Vanilla Cardamom Walnut Muffins
Soft & fluffy vanilla cardamom walnut muffins! They’re simple to make, filled with whole grains and naturally sweetened. Warm, cozy & healthy, they’re fantastic enjoyed with a cup of hot coffee or tea. Dairy free.
When you bite into a soft & fluffy muffin and it feels like a big giant cozy hug?
Yup, that’s exactly what we have here today with these vanilla cardamom walnut muffins.
Because gosh darn it cardamom is just so so cozy! Which means that it is most excellent for winter weather baking!
They’re made with my go-to whole grain base that is packed with better-for-you ingredients, like white whole wheat flour, oat bran and plenty of raw walnuts.
They’re naturally sweetened with honey and maple syrup, and are light, fluffy and oh-so-moist.

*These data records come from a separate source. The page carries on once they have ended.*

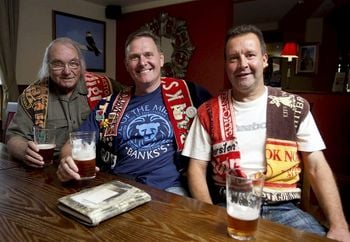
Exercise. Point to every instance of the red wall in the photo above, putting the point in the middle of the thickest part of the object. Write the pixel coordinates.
(207, 24)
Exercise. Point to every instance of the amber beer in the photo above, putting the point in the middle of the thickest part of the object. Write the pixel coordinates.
(46, 151)
(86, 168)
(242, 222)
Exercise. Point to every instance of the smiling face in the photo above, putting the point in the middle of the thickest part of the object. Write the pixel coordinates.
(245, 65)
(66, 79)
(143, 61)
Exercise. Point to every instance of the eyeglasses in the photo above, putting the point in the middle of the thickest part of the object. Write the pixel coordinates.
(60, 66)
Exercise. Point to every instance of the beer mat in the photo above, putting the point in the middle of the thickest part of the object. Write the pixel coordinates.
(96, 204)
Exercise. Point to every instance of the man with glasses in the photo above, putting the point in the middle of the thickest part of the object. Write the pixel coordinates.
(62, 98)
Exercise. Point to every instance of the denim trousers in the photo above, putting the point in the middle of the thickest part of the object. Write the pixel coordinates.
(289, 214)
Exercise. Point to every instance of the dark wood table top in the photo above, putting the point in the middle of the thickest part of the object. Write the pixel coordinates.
(28, 212)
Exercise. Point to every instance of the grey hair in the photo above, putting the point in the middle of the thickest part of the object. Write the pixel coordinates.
(142, 32)
(44, 69)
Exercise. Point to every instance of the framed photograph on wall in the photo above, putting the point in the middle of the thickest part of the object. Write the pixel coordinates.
(90, 34)
(307, 58)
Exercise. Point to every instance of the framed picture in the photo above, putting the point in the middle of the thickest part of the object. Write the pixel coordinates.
(90, 35)
(307, 58)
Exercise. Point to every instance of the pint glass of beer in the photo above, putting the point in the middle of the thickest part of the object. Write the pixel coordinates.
(243, 197)
(84, 153)
(45, 138)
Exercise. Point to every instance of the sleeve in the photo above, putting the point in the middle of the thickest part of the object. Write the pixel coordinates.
(308, 136)
(21, 124)
(92, 123)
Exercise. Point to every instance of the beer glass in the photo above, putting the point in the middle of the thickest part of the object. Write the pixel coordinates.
(243, 198)
(45, 138)
(84, 153)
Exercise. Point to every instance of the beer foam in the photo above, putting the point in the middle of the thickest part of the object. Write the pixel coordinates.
(242, 212)
(83, 151)
(46, 146)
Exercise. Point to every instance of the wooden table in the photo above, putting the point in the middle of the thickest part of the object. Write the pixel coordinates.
(28, 212)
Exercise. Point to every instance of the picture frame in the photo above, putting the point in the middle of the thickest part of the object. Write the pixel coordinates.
(307, 61)
(90, 34)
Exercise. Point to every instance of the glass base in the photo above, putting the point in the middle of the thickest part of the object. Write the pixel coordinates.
(239, 237)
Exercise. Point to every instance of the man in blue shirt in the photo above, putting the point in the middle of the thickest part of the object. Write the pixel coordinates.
(143, 128)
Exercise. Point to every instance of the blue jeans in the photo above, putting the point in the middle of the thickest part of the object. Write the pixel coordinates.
(288, 213)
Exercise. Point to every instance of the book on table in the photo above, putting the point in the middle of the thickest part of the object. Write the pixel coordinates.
(96, 204)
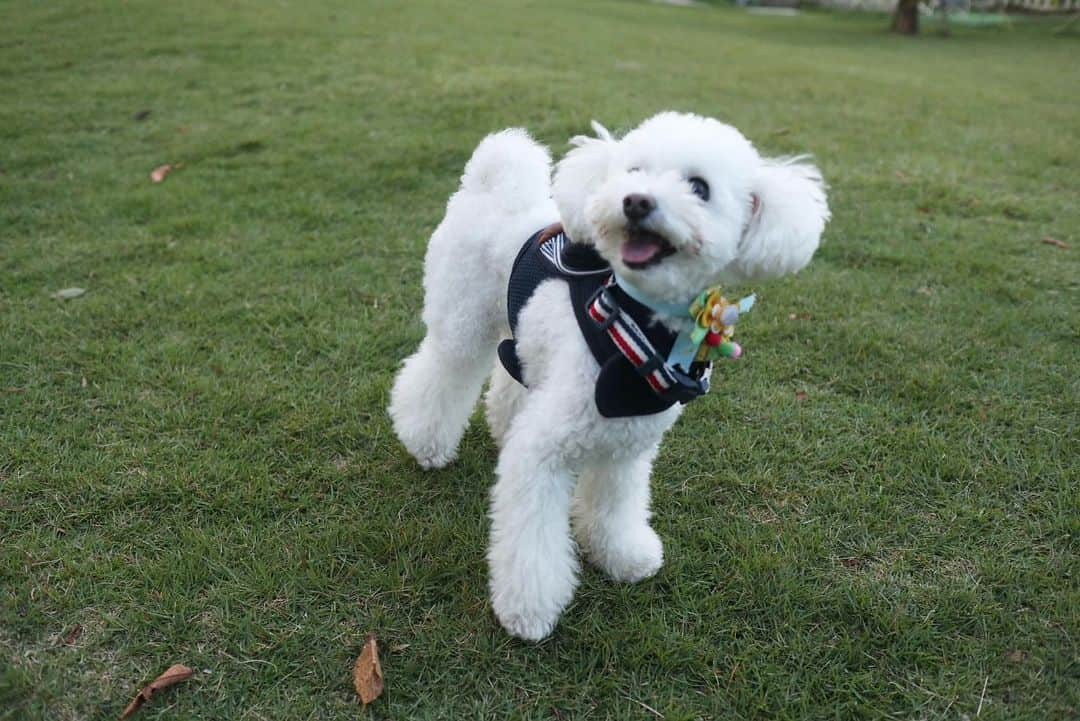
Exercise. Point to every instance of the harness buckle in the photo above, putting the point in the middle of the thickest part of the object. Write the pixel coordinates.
(612, 316)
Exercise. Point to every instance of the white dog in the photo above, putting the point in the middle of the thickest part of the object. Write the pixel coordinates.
(676, 205)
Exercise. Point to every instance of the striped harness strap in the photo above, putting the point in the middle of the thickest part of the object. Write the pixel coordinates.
(669, 382)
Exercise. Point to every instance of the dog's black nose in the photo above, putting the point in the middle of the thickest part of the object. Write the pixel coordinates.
(638, 205)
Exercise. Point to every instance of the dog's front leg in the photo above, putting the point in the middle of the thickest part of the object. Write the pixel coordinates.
(611, 517)
(532, 559)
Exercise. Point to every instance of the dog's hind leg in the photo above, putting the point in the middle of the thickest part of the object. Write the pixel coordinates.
(611, 517)
(531, 557)
(433, 397)
(503, 199)
(436, 390)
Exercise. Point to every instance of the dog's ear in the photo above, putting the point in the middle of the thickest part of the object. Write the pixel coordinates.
(788, 212)
(584, 167)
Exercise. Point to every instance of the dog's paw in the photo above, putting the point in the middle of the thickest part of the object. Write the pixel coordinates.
(631, 555)
(431, 458)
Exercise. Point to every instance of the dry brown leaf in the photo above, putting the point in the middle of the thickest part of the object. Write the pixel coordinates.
(72, 635)
(367, 672)
(68, 294)
(158, 174)
(173, 676)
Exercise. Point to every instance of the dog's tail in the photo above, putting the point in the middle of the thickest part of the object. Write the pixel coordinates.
(512, 167)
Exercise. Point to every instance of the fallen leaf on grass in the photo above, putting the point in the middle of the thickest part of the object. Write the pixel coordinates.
(175, 674)
(72, 635)
(158, 174)
(367, 672)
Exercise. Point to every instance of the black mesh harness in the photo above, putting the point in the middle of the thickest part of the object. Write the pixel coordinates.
(630, 349)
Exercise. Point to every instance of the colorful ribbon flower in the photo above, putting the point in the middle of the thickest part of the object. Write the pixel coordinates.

And of course filled with plenty of sweet vanilla and spicy warm cardamom.
These muffins were inspired by a vanilla cardamom donut that I tried at a local bakery. Except here’s the thing – I kinda sorta don’t really like donuts. I know, I know. But they’re just not my thing.
However … quick and easy 30 minute muffins? Absolutely my thing. And hopefully yours too.
Tips & Tricks For These Vanilla Cardamom Walnut Muffins
- Yes, there are a lot of raw walnuts packed into these muffins (2 cups to be exact!). But it is SO good this way. Plenty of crunch in each bite. You could probably cut back the amount to 1 cup if you really wanted to, but please don’t. You’ll miss out on so much goodness!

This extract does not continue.